30 in 30 Drabble Challenge, November 2021
Air Force One is always cold.
From elbow deep in her enormous tote, Donna unearths a family-size bottle of ibuprofen — “So that’s why you were rattling!” — then produces her cardigan sweater and a fuzzy sleep mask and tosses them both in the general direction of Josh’s lap.
“What else you got in there, Mary Poppins?”
She yanks out a clean shirt, one of his, in a dry cleaning sleeve, wire hanger and all, hooking it over the seat in front of her, where Toby is slouched low and faintly snoring, and then adds a travel iron to the pile of rubble on Josh’s lap. “Don’t you dare make fun of my very practical carry-on bag, Josh, or my genius for anticipating your every need, for that matter, or I won’t let you share my blanket. Here, hold these.”
She blithely passes Josh a large bag of peanut M&Ms, a pair of reading glasses in a leather case, and a mini Mag-lite.
He shakes his head. “Are you even allowed to have this here? Doesn’t this qualify as a weapon or something?”
Donna shrugs. “Oh, Ron knows I’m not a threat.”
“Yeah, well, Ron clearly doesn’t know your nefarious ways.”
She holds a pair of over-sized noise-canceling headphones just out of his reach, her lips quirking. “If you want these, then play nice.”
Josh does want them, and Donna knows it; C.J., having put a full lid on the in-air press conference over an hour ago, is tipsy on Irish coffee and currently conducting a one-woman dance party to classic R&B on the other side of the aisle, even though it’s past one am.
“Remind me why we ever got a CD player on here?” He groans and reaches for the headphones, but Donna pulls them back, displaying her toothiest, taunting-est smile.
“Oh yes, I can see now that you’re clearly not malevolent in any way,” he deadpans.
C.J. begins singing along to Boyz II Men, and Josh shoots Donna a desperate look, but she just stares at him, sparkling wickedly and refusing to yield.
“Fiiiine,” he whines. “You, the one and only Donnatella Moss, are a paragon of virtue, as proven by Special Agent Ron Butterfield allowing you to travel with a flashlight with which you could easily bludgeon me in my sleep, and your ridiculous level of over-preparedness is regularly beneficial to me.”

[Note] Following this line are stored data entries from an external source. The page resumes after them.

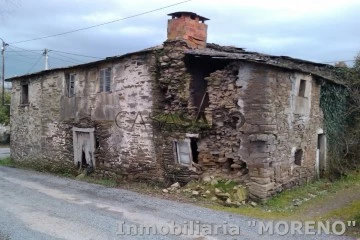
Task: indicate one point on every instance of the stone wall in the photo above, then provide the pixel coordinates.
(42, 130)
(256, 121)
(246, 121)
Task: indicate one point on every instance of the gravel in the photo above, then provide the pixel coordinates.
(42, 206)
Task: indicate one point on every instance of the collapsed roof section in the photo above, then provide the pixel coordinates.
(233, 53)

Donna grins, finally finding and shaking out her fleece-y light blue travel blanket, sending several pens flying in all directions in the process. “See, now, was that so hard?” She produces the headphones and drapes them gently around his neck, pausing to fuss with his collar. Then, with truly astonishing speed, she whisks all of the sundry items she’d tossed on his lap back into her bag, save the cardigan, which she pulls on, and the eye mask, which she fastens across her forehead like a furry headband. Then she tucks one edge of the blanket over Josh’s shoulder, pulling the rest of it over herself.

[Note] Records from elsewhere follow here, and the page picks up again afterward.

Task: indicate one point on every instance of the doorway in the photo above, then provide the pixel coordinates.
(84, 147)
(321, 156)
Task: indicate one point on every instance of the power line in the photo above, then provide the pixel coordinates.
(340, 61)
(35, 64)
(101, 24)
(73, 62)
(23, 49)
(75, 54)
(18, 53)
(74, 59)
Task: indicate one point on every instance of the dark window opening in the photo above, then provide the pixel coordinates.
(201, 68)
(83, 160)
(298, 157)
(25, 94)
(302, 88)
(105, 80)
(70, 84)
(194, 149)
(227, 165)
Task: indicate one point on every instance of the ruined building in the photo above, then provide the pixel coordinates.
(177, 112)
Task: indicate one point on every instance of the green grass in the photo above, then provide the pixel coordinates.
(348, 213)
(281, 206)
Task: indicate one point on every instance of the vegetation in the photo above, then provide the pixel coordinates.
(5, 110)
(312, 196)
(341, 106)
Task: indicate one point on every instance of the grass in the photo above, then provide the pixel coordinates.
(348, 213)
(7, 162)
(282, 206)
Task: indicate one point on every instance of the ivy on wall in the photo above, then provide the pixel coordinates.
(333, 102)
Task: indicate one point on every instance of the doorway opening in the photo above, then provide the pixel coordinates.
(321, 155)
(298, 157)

“Good night, Josh.” She yawns, pulling her mask down over her eyes.
“You’re really something else, Donna, you know that?” But his voice is fond, almost reverent, and he lets himself lean into her slightly under the blanket.

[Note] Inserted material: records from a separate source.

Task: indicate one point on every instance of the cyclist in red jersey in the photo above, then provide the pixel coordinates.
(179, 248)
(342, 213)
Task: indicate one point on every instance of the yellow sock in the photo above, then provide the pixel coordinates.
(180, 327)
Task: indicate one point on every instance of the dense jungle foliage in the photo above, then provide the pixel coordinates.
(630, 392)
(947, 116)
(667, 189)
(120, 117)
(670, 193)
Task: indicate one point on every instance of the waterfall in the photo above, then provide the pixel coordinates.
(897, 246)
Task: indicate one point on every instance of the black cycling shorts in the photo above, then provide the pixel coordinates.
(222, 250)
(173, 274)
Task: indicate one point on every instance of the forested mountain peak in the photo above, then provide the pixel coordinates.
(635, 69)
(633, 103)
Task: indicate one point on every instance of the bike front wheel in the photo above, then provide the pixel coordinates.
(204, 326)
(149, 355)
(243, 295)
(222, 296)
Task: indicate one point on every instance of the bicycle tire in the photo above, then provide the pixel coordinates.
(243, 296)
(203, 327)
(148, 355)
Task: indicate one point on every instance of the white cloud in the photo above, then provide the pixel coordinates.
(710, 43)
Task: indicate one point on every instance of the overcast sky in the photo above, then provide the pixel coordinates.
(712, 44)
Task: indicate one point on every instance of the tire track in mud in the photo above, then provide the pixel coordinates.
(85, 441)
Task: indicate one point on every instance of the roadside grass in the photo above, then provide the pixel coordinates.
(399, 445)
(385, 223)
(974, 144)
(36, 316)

She leans back into him, too, yawning again. Her head slips down onto his shoulder, and her voice is almost a whisper. “Good something else or bad something else?”
“The best something else,” he says softly. Beneath the blanket, his pinky brushes hers, tentatively enough that it could pass for an accident, even though it isn’t one.
She can’t see him, what with the top half of her face being covered with fake fur, but he can see her, absolutely cannot miss her radiant smile as she wraps her pinky around his under the privacy shield of the blanket.
He realizes too late that the headphones are still around his neck and not over his ears, but there’s no way on earth he’s moving now.